A study assessed whether L-arginine could improve some cardiovascular and metabolic parameters in anaesthetized hemorrhaged (bleeding) rabbits. The administration of L-arginine (300 mg/kg) increased heart rate (10%) and decreased hemoglobin (oxygen carrying protein) saturation in the veins with oxygen (app. 23%) 1 hour after bleeding stopped, without negative changes in arterial pressure. Thus, L-arginine produces beneficial effects on the heart rate and tissue oxygen extraction in rabbits with excessive bleeding.

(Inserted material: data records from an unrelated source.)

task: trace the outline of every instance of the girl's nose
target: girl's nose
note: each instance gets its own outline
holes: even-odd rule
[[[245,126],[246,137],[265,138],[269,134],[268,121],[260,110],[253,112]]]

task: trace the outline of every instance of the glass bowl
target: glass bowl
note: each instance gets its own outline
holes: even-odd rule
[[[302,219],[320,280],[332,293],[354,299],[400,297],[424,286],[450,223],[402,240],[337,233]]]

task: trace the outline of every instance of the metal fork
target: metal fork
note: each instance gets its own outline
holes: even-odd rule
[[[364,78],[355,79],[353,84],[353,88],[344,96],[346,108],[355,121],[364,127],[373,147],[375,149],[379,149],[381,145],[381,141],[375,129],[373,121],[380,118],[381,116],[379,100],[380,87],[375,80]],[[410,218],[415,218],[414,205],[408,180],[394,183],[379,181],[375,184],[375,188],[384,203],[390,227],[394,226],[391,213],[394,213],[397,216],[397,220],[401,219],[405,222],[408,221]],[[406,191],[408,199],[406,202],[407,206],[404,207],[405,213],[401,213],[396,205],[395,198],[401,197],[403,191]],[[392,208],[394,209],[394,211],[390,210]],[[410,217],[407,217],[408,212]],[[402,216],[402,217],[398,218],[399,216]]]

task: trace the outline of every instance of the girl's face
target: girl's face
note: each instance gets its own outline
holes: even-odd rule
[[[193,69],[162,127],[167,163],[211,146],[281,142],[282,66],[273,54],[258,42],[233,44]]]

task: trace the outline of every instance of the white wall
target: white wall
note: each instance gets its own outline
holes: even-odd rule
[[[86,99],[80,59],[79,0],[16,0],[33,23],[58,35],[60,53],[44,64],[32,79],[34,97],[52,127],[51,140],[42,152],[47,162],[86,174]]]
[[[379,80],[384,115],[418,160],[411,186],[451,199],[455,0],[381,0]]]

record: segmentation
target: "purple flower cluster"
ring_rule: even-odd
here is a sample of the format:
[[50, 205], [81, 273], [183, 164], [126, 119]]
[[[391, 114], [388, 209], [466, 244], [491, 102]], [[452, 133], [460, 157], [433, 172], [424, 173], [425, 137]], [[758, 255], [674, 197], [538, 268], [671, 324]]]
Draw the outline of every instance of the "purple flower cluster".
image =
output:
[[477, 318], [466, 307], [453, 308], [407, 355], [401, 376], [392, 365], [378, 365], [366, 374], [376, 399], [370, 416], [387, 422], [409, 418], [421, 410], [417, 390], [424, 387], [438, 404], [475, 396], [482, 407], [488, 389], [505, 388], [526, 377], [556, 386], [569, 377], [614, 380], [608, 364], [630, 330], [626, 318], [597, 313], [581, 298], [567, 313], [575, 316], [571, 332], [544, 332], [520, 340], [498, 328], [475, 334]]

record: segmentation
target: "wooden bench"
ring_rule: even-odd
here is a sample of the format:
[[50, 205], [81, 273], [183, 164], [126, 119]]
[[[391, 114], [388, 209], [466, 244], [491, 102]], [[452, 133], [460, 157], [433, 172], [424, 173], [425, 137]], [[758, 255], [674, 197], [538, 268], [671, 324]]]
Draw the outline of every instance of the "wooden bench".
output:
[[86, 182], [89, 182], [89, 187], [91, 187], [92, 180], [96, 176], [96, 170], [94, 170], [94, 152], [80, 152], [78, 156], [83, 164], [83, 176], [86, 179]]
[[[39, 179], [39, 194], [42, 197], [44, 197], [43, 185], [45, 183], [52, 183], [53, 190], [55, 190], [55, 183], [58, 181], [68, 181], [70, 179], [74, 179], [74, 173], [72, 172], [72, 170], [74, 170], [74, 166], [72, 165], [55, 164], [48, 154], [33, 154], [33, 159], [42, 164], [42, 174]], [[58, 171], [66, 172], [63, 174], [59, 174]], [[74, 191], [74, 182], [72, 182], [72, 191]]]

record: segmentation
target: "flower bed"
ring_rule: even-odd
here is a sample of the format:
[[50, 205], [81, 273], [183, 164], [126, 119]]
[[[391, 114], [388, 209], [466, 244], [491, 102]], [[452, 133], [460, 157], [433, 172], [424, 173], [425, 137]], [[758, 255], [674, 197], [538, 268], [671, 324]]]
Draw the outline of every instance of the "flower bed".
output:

PHARMACOLOGICAL RESEARCH, 2001, Vol 43, Iss 4, pp 321-327


13. Deviations in immune system from occupational radiation

The toxic effects to the genes due to occupational exposure to ionizing and non-ionizing radiation were investigated in 25 physicians and nurses working in hospitals and in 20 individuals working at radio-relay stations. The data showed that total number of chromosome aberrations in people exposed to ionizing and radio frequency radiation were both equally higher than those of non-irradiated individuals. The average numbers of aberrations (11.8 x 10(-3) and 14.8 x 10(-3) per cell, respectively) were significantly higher than 4.2 x 10(-3), in the unexposed control group. Chromosomal fragments were also frequent (4.8 x 10(-3) and 6.25 x 10(-3), respectively, vs. 0.52 x 10(-3) in the control group. The frequency of chromatid (strands formed from chromosome pairing) breaks increased only after ionizing radiation, (3.8 x 10(-3) vs. 0.26 x 10(-3) for controls). There was also a positive degree of association between the total number of chromosome aberrations and cumulative 6-year dose of radiation. The results emphasize the dangerous effects of prolonged exposure to both types of radiation.